The people who are at risk for contracting the disease are people who have a lowered immune system. Now that lowered immune system can sometimes come about because of cancer treatment. Say people who have solid tumors, colorectal cancer, or breast cancer, their immune system is relatively intact. When we start giving them chemotherapy, their immune system is damaged. One of the side effects of treating the cancer. People have lymphoma and leukemia on the other hand, that’s a cancer of the immune system. Their immune system has a problem to begin with. So the approach to coronavirus should be different between the two. We have a lot of data to show that people who have leukemia, especially who get coronavirus are more likely to have bad outcomes. Most people do well, but they’re more likely to have bad outcomes compared to the people who have solid tumor disease. People who have solid tumor disease who are cured are at essentially the same risk as people who are of the same age and basic health. And the people who have treatment. Now, people who are getting treated with drugs that specifically target B cells that make immunoglobulin are at especially higher risk for Coronavirus. B cell treatments are common in leukemia and lymphoma.
What do you say to people who are hesitant to take the vaccine and concerned that they were approved so quickly?

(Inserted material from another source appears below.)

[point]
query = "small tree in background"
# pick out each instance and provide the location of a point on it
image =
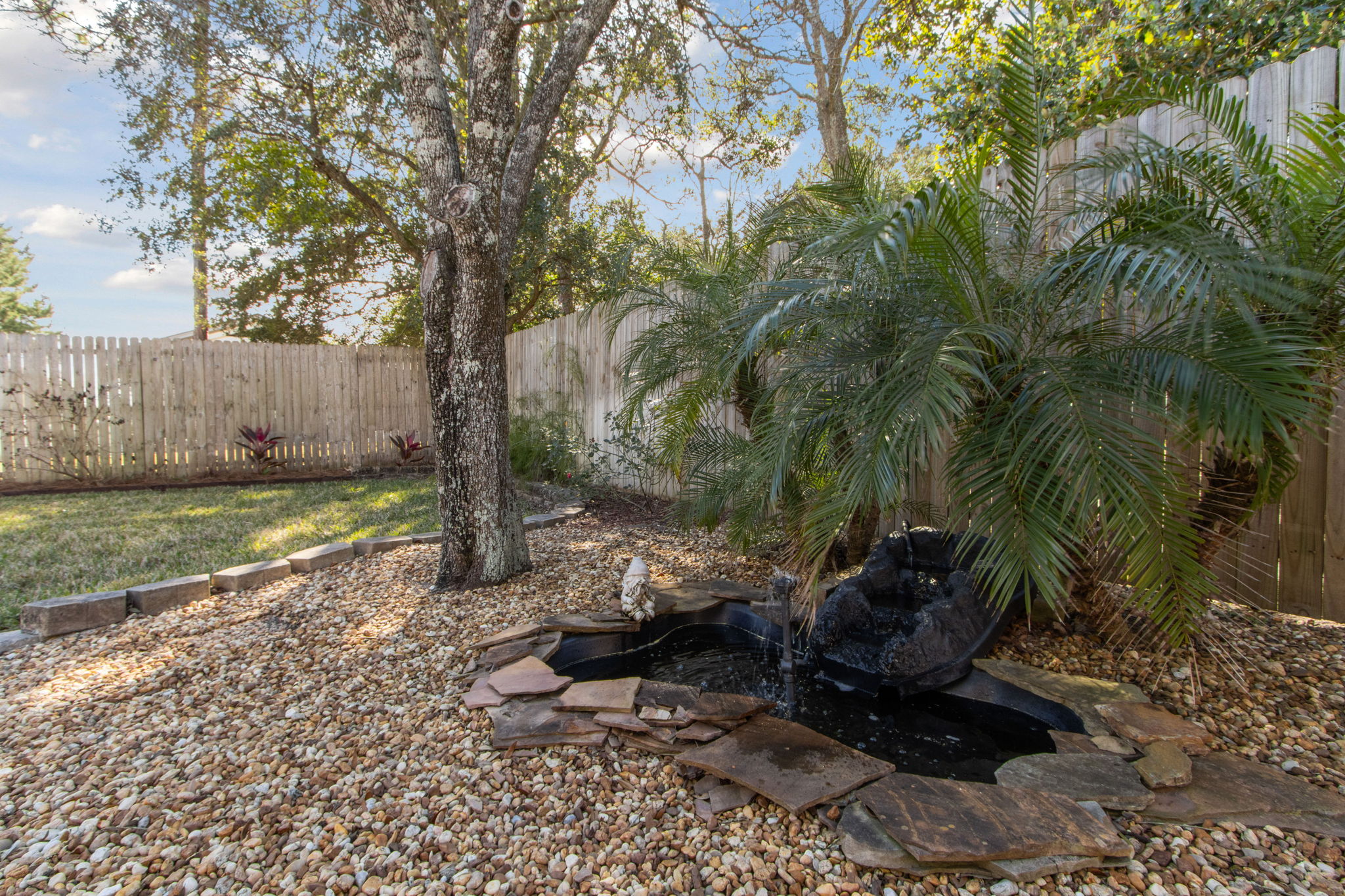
(18, 316)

Yeah, well, the education, I think is the most important part and folks who are hesitant to get the vaccine while I respect their hesitancy, I’ll tell them, everyone that I talked to who’s gotten the vaccine is of the belief that getting COVID is far worse. They haven’t talked to people who’ve gotten COVID. Getting COVID is far worse than getting the vaccine. Now that being said, there’s a lot of people say, how is it that this vaccine was the virus was discovered last December of 2019, we had a vaccine candidate by May of 2020, and now we’re giving it, you said 19 million people have gotten both vaccinations complete? Well, let me explain. It didn’t take six months to develop that vaccine. It took 50 years. Those of us who work in the world of cancer and oncology should be able to understand much of the science that went into developing the vaccine and understanding this disease were things that were developed in the war on cancer.

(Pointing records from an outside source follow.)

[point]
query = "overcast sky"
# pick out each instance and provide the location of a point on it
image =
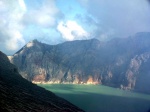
(56, 21)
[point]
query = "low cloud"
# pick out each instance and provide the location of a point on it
(11, 13)
(123, 17)
(44, 16)
(72, 31)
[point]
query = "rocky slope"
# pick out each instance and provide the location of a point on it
(120, 62)
(20, 95)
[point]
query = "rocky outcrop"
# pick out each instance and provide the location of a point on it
(20, 95)
(120, 62)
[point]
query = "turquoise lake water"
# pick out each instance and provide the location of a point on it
(98, 98)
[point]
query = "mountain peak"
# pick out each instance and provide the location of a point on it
(32, 43)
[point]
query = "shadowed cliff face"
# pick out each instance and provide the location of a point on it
(19, 95)
(120, 62)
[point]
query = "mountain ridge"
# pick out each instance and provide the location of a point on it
(115, 63)
(18, 94)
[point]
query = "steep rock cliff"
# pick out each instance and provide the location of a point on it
(20, 95)
(120, 62)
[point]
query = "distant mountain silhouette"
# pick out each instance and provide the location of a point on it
(121, 62)
(20, 95)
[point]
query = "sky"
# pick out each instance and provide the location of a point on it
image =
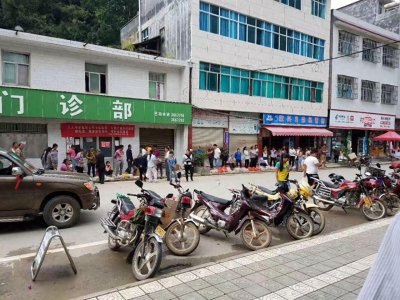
(339, 3)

And it’s very much related to Richard Nixon signing the National Cancer Act in 1971. You know, the fact that we had a problem and, a problem in China, within 45 days and realizing that problem in China, they published for the world on the internet, the RNA sequence. The fact that we use these messenger RNA viruses, those were developed 20 years ago in cancer work. Some of the drugs, the recombinant DNA, the Remdesivir, I’m sorry, recombinant antibodies, the remdesivir to block replication. These were all things that were all developed out of cancer work. And so one could really say it took a long time to develop the vaccine. A lot of the work was done well before we actually knew there was a virus out there. And I’ve looked at the studies, the studies have been done very, very well. There’s an argument that the Moderna and Pfizer vaccines have been researched better than most that are FDA approved.